Par Sophie Gherardi, directrice adjointe de la rédaction de La Tribune.

La major BP évoque de plus en plus ces mammouths dont on retrouve les corps englués dans des sables bitumineux. Les grandes firmes sont mortelles, comme les grands animaux. Et pour Barack Obama, qui recevra ce mercredi le président de Bristish Petroleum, Carl-Henric Svanberg, la voie est étroite.

D'un côté, il doit se montrer sévère et ferme : les élus des Etats souillés par le pétrole qui s'échappe du puits accidenté réclament à BP de provisionner 20 milliards de dollars pour les indemnisations. Et de l'autre, il ne doit pas tuer la poule aux oeufs d'or : l'entreprise a déjà perdu 40 milliards de sa valeur en Bourse, chute qui peut s'accélérer si les dividendes (environ 2 milliards pour le deuxième trimestre) sont mis sous séquestre, comme l'envisage Washington.

Le principe pollueur-payeur est entré dans la législation de l'OCDE depuis 1972, déjà à la suite de marées noires. Mais il peut arriver que la pollution crée des dommages qui excèdent les capacités de remboursement, même des géants industriels. On a vu dans le passé disparaître des firmes coupables de négligences aux conséquences sanitaires et écologiques épouvantables : l'un des tout premiers chimistes mondiaux, Union Carbide, dont le nom reste attaché à la pire catastrophe de l'histoire industrielle, celle de Bhopal en 1984 (14.000 personnes tuées, des dizaines de milliers gravement intoxiquées), n'a certes payé que 470 millions de dollars aux victimes en 1989, mais le groupe a décliné jusqu'à être absorbé par Dow Chemical en 2001.

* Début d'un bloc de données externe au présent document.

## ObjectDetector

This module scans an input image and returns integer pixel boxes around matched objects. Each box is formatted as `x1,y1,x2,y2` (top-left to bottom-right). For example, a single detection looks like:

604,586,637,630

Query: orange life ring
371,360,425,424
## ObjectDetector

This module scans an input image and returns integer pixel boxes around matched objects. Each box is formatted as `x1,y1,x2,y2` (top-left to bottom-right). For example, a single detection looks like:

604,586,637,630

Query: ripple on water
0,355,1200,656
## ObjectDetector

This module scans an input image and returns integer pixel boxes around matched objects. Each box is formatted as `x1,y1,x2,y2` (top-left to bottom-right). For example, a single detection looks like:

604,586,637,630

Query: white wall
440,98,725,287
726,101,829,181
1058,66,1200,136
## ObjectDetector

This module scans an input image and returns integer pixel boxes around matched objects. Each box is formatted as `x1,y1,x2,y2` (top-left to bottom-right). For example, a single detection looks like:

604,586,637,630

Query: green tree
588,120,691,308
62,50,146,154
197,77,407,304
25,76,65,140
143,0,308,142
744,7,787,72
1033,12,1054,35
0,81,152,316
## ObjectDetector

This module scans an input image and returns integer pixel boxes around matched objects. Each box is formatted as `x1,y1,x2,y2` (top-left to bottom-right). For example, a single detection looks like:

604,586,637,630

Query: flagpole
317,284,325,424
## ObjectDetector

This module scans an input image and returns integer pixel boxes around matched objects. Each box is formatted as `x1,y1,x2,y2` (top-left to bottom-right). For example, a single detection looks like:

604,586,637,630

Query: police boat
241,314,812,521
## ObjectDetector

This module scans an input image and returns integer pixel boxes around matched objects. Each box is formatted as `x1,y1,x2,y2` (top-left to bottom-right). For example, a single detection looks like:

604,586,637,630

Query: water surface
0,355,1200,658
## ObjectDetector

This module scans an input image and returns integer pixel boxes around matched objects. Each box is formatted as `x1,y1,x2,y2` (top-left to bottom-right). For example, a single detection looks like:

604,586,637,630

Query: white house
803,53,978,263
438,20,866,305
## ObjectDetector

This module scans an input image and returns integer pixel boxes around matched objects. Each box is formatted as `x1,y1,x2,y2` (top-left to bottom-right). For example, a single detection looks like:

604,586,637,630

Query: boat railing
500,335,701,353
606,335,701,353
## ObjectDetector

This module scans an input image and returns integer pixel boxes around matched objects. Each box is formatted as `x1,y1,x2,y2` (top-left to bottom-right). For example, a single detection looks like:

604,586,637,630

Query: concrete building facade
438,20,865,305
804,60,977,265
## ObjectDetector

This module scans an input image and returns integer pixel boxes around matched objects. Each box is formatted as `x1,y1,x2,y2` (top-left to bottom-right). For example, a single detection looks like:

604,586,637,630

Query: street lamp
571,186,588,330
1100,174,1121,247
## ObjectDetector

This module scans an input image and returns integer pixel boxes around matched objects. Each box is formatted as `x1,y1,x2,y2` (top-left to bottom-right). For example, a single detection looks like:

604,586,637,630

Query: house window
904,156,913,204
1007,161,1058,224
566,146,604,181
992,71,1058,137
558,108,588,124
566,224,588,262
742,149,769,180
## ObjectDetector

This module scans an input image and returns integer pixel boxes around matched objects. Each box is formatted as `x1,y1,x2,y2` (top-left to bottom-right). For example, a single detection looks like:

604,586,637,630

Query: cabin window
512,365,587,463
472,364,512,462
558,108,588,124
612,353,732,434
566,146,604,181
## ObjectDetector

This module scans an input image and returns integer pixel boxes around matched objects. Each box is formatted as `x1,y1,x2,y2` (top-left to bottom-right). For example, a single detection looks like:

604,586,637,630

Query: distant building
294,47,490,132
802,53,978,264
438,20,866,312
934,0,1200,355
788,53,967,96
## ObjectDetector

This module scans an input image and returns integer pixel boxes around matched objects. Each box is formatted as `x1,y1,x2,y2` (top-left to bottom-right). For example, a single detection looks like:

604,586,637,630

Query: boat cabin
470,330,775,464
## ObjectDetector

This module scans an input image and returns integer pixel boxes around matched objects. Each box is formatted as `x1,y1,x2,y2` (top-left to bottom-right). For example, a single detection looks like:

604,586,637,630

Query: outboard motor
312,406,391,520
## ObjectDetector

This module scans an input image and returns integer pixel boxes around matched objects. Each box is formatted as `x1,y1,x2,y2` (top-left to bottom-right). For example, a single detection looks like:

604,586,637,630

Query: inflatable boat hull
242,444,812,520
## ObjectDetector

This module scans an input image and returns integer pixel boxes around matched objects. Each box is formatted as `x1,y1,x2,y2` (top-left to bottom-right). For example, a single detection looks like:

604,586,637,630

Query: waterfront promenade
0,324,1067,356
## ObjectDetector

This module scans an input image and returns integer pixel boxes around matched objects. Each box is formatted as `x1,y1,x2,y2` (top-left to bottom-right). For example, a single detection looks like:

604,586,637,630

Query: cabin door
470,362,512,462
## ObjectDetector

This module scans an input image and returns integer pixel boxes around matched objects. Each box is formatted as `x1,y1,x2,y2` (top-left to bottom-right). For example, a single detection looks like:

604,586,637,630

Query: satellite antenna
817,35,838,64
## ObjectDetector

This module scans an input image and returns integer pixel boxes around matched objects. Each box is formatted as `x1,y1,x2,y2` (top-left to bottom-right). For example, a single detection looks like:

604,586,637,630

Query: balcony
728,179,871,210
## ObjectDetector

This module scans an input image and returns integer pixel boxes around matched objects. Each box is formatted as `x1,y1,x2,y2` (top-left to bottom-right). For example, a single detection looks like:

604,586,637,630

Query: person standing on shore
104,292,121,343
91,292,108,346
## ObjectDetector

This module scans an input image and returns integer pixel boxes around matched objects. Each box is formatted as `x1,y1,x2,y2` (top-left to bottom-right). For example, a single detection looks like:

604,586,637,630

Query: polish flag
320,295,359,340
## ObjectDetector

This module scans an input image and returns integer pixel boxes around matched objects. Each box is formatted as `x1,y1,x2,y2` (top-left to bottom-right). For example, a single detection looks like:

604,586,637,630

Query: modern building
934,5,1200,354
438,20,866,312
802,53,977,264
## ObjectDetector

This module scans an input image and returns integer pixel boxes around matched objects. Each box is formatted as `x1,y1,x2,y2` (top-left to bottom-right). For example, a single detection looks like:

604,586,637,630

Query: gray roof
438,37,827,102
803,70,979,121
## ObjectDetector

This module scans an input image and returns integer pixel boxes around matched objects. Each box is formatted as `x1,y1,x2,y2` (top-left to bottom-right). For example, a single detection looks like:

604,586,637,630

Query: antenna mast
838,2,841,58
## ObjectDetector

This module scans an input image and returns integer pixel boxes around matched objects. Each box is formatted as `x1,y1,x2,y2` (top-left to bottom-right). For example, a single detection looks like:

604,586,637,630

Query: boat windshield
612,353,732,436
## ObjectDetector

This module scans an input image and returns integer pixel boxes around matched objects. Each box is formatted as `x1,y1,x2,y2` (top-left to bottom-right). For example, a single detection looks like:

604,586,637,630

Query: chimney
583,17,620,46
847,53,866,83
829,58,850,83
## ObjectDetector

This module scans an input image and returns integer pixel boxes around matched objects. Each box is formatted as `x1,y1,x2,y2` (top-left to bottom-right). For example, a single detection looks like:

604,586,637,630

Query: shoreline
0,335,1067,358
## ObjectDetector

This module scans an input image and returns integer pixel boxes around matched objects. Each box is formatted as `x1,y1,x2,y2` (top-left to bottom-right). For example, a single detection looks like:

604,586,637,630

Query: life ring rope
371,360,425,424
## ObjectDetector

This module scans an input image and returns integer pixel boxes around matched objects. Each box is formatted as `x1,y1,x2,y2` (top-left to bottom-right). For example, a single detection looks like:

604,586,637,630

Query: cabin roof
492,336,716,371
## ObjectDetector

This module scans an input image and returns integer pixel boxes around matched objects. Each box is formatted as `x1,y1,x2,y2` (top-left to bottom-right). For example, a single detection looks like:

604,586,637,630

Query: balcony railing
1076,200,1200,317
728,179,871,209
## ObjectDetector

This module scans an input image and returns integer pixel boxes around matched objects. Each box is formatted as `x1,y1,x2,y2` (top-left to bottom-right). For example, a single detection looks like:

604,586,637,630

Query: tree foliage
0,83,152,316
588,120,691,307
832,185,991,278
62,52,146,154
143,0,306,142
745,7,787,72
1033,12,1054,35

Il y a bien des contre-exemples : Exxon, responsable d'une marée noire en Alaska en 1989, Total d'une marée noire sur les côtes françaises en 1999, ont survécu à l'opprobre et aux dommages-intérêts. Mais le nucléaire américain a mis trente ans à se remettre de l'accident de Three Mile Island (1979). Plus qu'au 11 septembre 2001, c'est en effet à Three Mile Island qu'il faut penser : aujourd'hui, c'est toute l'industrie pétrolière qui risque d'être placée sous surveillance.